1. Awareness and presence:
Presence, awareness, and a sense of physical and emotional comfort are crucial to erotic
pleasure. Tapping into this mindset allows us to access new echelons of enjoyment. The tantric philosophy exists for
exactly this purpose: to help people access transcendent pleasure through presence.
2. Anatomy lessons:
Studies show that an understanding of the female sexual anatomy and how each part
contributes to pleasure is directly correlated with the likelihood of female orgasm during lovemaking. It’s equally
important for men and women to learn the ins and outs (pun intended) of a woman’s pleasure potential and how to
awaken it.
3. Communication and connection:
People of both genders often rely upon assumptions about their lover’s preferences
and pleasure based on what they’ve seen or been told rather than communicating explicitly and verbally about
their pleasure. Instead of playing charades, they need to learn how to be communicative during lovemaking. Don’t be
shy.
While we, as a society, work toward making holistic, high-quality sexual education
mainstream, women need to take control of their own sexuality and explore what makes them feel good. Normal is irrelevant.
Normal is overrated. Normal is a fiction. There is only you, your lover, and what gives you pleasure.
So, here are a few more tips for the women:
1. Get to know yourself – intimately.
You are capable of at least 11 different kinds of orgasms, thanks to your many erogenous
zones. Start by learning about the internal clitoris and the G-spot.
2. Set aside time to cultivate your own eroticism.
Begin a mindfulness practice (if you don’t have one already), and use it before and
during you discover how to love yourself shamelessly. Remind yourself to breathe throughout. Staying relaxed and present
will allow you to notice what types of touch bring you the most pleasure.
Be open and curious about what happens, focusing on sensation instead of hunting for that
orgasm. Trust your body to guide you and follow your pleasure.

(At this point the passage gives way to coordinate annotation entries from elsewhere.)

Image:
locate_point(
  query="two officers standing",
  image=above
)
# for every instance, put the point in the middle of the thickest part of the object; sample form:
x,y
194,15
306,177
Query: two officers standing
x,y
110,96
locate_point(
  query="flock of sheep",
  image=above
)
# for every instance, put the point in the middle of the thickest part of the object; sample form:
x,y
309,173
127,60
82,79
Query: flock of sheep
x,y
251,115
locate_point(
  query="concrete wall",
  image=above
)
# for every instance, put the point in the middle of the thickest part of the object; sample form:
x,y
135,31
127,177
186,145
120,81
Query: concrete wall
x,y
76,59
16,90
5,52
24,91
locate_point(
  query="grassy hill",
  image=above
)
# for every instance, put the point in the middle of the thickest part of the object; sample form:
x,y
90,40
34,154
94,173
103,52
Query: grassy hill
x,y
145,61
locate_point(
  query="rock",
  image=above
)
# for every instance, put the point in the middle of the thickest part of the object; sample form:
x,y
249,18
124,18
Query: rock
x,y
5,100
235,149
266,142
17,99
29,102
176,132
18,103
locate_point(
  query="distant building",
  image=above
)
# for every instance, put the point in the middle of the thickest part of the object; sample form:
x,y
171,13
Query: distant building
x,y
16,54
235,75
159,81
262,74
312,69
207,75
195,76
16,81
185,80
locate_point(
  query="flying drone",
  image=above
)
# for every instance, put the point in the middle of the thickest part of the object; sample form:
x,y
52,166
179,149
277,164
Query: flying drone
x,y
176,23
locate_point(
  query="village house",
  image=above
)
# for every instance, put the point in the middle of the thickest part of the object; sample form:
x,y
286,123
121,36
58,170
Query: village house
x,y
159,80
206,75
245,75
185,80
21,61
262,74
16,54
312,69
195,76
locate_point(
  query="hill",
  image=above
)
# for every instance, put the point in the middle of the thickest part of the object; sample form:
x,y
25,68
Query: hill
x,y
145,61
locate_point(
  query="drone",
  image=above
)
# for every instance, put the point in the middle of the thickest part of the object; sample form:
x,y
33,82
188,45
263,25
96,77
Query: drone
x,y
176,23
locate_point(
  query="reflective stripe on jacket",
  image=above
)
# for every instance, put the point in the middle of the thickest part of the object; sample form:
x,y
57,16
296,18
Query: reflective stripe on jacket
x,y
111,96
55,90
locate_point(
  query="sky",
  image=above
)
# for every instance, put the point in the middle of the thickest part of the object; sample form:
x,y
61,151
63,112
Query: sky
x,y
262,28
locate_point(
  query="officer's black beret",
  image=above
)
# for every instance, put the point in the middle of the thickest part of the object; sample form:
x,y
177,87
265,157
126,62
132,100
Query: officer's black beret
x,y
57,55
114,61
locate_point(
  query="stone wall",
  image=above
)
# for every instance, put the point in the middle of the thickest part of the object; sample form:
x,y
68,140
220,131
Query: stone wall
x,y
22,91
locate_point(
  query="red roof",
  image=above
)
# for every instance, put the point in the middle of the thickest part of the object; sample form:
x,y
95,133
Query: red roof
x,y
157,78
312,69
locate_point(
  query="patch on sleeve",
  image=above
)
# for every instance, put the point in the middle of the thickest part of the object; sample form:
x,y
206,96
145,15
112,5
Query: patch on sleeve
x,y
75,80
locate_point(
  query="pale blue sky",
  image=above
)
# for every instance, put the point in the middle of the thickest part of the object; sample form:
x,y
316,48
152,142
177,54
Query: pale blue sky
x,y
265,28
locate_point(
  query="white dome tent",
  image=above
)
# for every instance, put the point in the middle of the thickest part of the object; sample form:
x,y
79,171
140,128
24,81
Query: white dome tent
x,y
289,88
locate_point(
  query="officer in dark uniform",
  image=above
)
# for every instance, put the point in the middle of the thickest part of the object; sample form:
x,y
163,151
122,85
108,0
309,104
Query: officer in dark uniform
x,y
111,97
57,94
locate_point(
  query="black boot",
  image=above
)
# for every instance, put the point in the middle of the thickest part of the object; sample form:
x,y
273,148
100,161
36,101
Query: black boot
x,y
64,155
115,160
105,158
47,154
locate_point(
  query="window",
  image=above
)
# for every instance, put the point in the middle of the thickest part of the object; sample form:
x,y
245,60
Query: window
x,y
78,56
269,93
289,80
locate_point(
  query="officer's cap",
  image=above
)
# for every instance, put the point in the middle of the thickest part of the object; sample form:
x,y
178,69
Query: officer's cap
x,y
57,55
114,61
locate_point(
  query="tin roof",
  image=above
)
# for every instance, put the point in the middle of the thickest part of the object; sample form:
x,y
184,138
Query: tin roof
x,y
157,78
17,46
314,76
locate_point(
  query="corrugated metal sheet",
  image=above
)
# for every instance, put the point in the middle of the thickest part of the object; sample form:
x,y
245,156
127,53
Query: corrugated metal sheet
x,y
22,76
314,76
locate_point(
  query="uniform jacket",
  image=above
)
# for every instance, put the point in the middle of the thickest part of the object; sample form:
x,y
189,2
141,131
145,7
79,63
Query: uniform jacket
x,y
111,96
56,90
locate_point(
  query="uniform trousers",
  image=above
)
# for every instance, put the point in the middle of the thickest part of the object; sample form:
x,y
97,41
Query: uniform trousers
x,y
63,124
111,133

We strongly recommend to make a consecration to God of all the fruits of any action you
choose to make regarding your erotic energy and that you always preserve your sexual potential trough erotic
continence.
3. Share what gives you pleasure next time you make love with your lover, with
consecration, transfiguration and erotic continence.
Exploring your own pleasure is its own reward, but you deserve to benefit from your
discoveries when you are intimate with your lover. In the same way you’ve empowered yourself to experience erotic
pleasure, you can empower your lover to become a perfectly erotic continent man by preserving his sexual potential.